2007-02-26 04:57:45 · 9 answers · asked by just breathing 1 in Family & Relationships Marriage & Divorce

9 answers

I don't think going to a different house every other week is good for them. They need to know where home is. I would rather see you let them visit their dad whenever they want for the evening but they come home to their own room and bed each evening.

Good luck!

2007-02-26 05:01:58 · answer #1 · answered by Raspberry 6 · 0 0

I could never stand divorces where "hate " became the main issue. So many people try to make thier kids hate the other parent. I think your idea is great as long as both parents want the kids. Alot of times, a marriage is breaking up because one or the other parent does not want the kids. In your case, it sounds like an amenable situation. No major changes are involved as changing schools. It will be hard to get used to and yes, you will be lonesome. Now would be the time to focus on yourself, do things that you want to do and dont stay stuck in why your marriage flopped. Join groups and take classes that you have not had time for in the past. You will be amazed at how many new people and new ideas will come into your life. And dont ask your kids about the "other woman." They will have a tough time with this issues all by themselves.

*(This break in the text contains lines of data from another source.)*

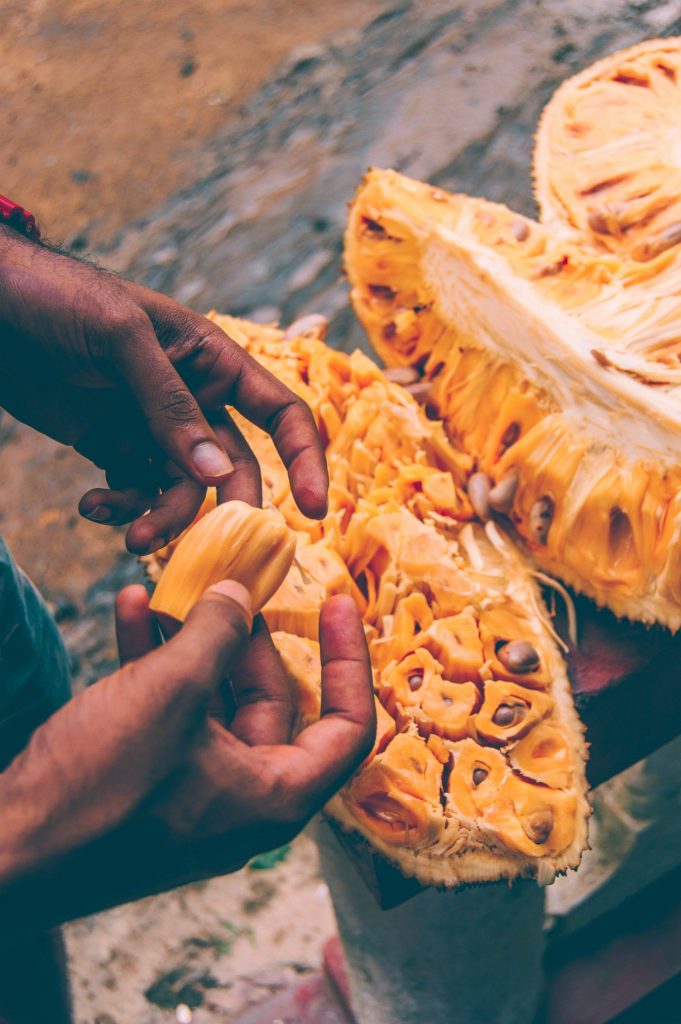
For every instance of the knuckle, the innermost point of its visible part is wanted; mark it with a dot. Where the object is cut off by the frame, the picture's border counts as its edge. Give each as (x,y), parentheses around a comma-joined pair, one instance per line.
(175,402)
(124,321)
(288,805)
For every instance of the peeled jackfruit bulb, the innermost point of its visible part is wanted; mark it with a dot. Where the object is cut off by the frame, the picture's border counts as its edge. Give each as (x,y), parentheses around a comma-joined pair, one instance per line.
(236,541)
(468,678)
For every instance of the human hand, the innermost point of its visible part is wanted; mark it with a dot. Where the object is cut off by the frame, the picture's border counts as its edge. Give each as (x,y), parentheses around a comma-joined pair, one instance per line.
(137,383)
(246,783)
(88,769)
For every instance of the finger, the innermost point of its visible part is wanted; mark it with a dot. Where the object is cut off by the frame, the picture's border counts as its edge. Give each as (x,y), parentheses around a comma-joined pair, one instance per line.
(220,372)
(242,382)
(136,632)
(262,695)
(216,632)
(170,513)
(114,507)
(171,412)
(246,481)
(343,736)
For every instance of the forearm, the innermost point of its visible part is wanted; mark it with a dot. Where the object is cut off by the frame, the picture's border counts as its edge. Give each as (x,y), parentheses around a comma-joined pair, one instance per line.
(137,859)
(90,766)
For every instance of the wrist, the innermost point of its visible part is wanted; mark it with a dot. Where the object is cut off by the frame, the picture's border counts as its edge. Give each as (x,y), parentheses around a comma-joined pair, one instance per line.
(18,218)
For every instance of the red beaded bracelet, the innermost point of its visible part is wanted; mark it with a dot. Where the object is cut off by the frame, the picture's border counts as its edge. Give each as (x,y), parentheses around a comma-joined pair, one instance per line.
(18,218)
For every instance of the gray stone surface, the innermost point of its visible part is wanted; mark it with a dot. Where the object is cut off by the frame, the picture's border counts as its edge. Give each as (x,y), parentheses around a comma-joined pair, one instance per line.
(444,91)
(450,92)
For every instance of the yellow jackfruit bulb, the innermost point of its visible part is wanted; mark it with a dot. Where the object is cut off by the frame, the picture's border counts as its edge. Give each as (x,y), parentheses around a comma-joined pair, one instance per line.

2007-02-26 05:11:51 · answer #2 · answered by juncogirl3 6 · 0 0

My husband and his ex have been doing the alternating weeks since their kids have been 10 and 12. The kids are ok with it, in fact they suggested it. They are now 14 & 16. Before the weekly visits, They had it set up so that the kids were with mom Mon, tues, and every other Fri, Sat, Sun. And then they would stay with us Wed, Thurs, and every other Fri, Sat, Sun. That worked ok, but now we don't have to do so much trading days here and there. So It works for us.

2007-02-26 05:05:53 · answer #3 · answered by Ellyn 5 · 0 0

At those ages it should really be up to them where they are living. Make sure both parents are on the same pages with curfew, style of dress allowed, friends, where they hang out, and homework.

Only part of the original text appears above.